With terror gripping his heart, he let go of the wheel and turned to the man who was undoubtedly the Grim Reaper himself, and pleaded for mercy.

"What about my children? My wife and kids?" sobbed Gene, verging on hysteria.

But his desperate words fell upon deaf ears.

Not a trace of mercy could be detected in the poker-faced personification of death, who simply replied: "At the back of your mind you knew this would happen.

"You knew that drinking and getting behind the wheel of a car would come to this one day, so you obviously think nothing of the people you are going to leave behind.

"Please, I'll do anything," Gene begged, staring in dread through the swaying windscreen wipers at the dark and dismal road ahead.

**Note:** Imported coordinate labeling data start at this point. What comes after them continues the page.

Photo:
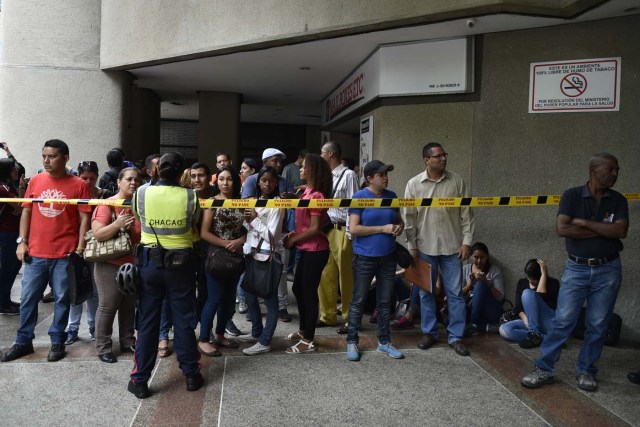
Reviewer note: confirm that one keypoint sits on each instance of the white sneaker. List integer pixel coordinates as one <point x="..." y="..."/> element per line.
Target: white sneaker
<point x="246" y="338"/>
<point x="257" y="348"/>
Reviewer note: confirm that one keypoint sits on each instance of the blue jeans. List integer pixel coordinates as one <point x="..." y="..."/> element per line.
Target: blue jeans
<point x="364" y="270"/>
<point x="264" y="334"/>
<point x="599" y="286"/>
<point x="484" y="307"/>
<point x="221" y="299"/>
<point x="75" y="312"/>
<point x="539" y="316"/>
<point x="451" y="268"/>
<point x="9" y="266"/>
<point x="37" y="274"/>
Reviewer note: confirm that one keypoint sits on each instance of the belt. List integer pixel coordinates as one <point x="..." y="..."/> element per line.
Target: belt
<point x="593" y="262"/>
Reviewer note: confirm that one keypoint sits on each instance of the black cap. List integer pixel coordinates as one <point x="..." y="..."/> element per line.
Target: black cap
<point x="376" y="166"/>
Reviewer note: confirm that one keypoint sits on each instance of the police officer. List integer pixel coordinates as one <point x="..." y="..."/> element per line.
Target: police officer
<point x="167" y="213"/>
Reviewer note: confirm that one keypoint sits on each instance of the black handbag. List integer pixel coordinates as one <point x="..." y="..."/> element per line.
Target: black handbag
<point x="263" y="271"/>
<point x="224" y="263"/>
<point x="80" y="281"/>
<point x="405" y="260"/>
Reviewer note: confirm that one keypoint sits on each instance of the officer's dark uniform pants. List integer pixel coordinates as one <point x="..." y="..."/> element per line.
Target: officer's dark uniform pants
<point x="178" y="286"/>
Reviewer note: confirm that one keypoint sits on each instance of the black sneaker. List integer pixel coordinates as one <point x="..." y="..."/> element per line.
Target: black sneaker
<point x="284" y="316"/>
<point x="460" y="348"/>
<point x="56" y="353"/>
<point x="232" y="329"/>
<point x="17" y="351"/>
<point x="493" y="328"/>
<point x="140" y="390"/>
<point x="194" y="381"/>
<point x="532" y="340"/>
<point x="10" y="310"/>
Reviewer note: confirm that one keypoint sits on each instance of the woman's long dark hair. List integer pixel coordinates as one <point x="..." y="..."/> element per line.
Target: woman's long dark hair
<point x="274" y="173"/>
<point x="235" y="178"/>
<point x="478" y="246"/>
<point x="318" y="174"/>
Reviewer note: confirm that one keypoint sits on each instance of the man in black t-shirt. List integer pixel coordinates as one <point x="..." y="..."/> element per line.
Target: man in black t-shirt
<point x="592" y="218"/>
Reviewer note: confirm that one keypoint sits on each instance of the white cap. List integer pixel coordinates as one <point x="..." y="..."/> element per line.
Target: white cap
<point x="270" y="152"/>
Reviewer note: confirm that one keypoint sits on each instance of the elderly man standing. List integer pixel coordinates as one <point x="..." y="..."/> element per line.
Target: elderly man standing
<point x="442" y="237"/>
<point x="339" y="270"/>
<point x="592" y="218"/>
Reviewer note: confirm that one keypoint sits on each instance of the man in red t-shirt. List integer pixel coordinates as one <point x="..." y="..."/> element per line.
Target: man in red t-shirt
<point x="48" y="232"/>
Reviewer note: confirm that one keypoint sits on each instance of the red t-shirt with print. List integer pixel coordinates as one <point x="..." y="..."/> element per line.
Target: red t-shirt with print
<point x="54" y="228"/>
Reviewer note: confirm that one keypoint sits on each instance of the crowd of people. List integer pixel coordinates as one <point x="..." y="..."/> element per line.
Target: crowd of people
<point x="332" y="256"/>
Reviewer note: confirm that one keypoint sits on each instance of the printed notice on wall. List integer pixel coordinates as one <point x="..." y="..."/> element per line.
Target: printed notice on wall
<point x="577" y="85"/>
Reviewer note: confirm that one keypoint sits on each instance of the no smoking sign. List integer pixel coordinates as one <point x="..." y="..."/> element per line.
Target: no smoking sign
<point x="578" y="85"/>
<point x="573" y="85"/>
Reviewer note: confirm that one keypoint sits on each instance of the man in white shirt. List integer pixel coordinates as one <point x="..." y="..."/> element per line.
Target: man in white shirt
<point x="338" y="271"/>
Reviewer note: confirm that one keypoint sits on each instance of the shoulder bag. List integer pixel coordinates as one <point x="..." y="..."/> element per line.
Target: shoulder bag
<point x="263" y="271"/>
<point x="118" y="246"/>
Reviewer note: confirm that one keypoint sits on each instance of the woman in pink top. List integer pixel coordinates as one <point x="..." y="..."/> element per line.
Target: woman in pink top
<point x="314" y="250"/>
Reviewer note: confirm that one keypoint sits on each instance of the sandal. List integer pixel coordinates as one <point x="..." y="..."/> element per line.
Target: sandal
<point x="164" y="352"/>
<point x="294" y="336"/>
<point x="224" y="343"/>
<point x="295" y="350"/>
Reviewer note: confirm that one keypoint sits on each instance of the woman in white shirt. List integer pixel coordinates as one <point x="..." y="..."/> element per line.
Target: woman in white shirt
<point x="265" y="224"/>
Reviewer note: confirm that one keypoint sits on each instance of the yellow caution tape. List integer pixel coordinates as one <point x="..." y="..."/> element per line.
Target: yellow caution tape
<point x="436" y="202"/>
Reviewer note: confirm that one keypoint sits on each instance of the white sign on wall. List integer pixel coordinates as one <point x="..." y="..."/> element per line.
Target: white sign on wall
<point x="366" y="141"/>
<point x="577" y="85"/>
<point x="417" y="68"/>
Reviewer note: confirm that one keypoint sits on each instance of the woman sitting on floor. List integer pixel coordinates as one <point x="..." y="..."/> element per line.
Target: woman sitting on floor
<point x="536" y="300"/>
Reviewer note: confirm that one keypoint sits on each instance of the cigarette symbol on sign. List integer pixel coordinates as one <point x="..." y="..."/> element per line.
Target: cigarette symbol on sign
<point x="573" y="85"/>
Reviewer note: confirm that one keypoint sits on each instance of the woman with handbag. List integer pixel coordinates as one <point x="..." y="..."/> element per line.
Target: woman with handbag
<point x="536" y="301"/>
<point x="313" y="248"/>
<point x="109" y="223"/>
<point x="265" y="229"/>
<point x="223" y="230"/>
<point x="374" y="255"/>
<point x="484" y="290"/>
<point x="89" y="173"/>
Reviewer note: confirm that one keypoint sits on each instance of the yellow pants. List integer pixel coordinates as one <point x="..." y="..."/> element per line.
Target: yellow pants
<point x="337" y="272"/>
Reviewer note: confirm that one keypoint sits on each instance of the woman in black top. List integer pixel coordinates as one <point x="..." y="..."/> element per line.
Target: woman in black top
<point x="536" y="300"/>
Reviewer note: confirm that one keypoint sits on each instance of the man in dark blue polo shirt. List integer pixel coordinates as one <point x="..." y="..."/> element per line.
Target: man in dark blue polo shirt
<point x="592" y="218"/>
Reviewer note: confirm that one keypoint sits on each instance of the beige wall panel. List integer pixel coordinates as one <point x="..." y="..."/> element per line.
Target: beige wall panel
<point x="517" y="153"/>
<point x="400" y="132"/>
<point x="83" y="108"/>
<point x="55" y="33"/>
<point x="147" y="30"/>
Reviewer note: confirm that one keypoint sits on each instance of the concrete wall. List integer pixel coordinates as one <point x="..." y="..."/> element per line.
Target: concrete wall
<point x="515" y="152"/>
<point x="145" y="31"/>
<point x="50" y="82"/>
<point x="502" y="150"/>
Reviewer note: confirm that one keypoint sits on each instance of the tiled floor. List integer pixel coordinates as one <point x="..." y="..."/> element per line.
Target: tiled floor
<point x="433" y="387"/>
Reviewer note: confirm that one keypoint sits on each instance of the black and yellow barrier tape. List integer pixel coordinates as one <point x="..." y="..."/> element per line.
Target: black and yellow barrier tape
<point x="436" y="202"/>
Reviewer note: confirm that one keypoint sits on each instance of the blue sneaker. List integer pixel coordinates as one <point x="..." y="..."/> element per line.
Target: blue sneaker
<point x="353" y="353"/>
<point x="391" y="351"/>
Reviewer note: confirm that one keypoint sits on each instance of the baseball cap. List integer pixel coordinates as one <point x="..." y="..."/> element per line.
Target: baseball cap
<point x="270" y="152"/>
<point x="376" y="166"/>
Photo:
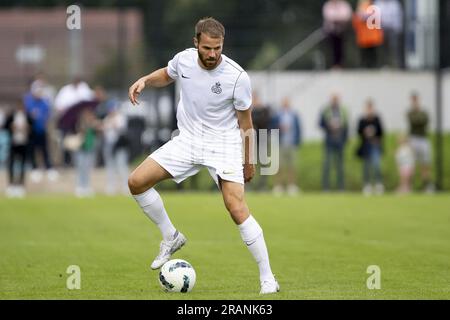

The ghostly coffins then appeared to melt away to reveal the crying face of a distressed little girl. Gene's insides churned over. It was the face of his seven-year-old daughter, Emily.

The man in black said: "When you die, your wife gradually gets over it, and she marries again.

"The man she marries ends up beating her, and also abuses Emily. Emily starts drinking, and she also ends up as an alcoholic."

The blunt delivery of such an awful scenario tormented Gene to breaking point. "Please, let me have another chance," he cried.

The Grim Reaper said nothing.

Up ahead, Gene could make out several cars which were proceeding round the roundabout and heading to various exits.

He could clearly see a Give Way line on the road ahead, but still was unable to stop the car.

As it hurtled towards the roundabout, out of control, three boys suddenly ran out of a field opposite and raced across the road. The last boy was just not quick enough, and in a second he was caught squarely in the headlights of the speeding Cortina.

He turned and froze, his eyes wide in complete horror. Through the blinding glare of the oncoming headlights, the boy thought he saw two people; the driver, with his hands over his face, and the dark outline of a passenger. "No!" Gene screamed.

In that moment, the hand of the mysterious passenger grabbed the wheel before Gene's eyes could even register the action.

The wheel was jerked to the side, and within a heartbeat, the car swerved and so narrowly missed the boy, that the atmospheric wake of the Cortina nearly knocked him off his feet.

There was a sharp, gut-churning screech of tyres, and the Cortina suddenly shuddered to a halt along Church Lane - minus one passenger!

The stranger in black had vanished. Gene shakily parked his vehicle and jumped out.

The rain had stopped, and he started to walk homewards, a sober man.

The three boys who had foolishly hurried in front of the Cortina ran after him.

"You nutter!" shouted the boy who should have died under the wheels.

Gene told his wife about his unbelievable encounter with Death. She had never known him to lie, or to hold the remotest interest in the occult, so she believed his strange tale.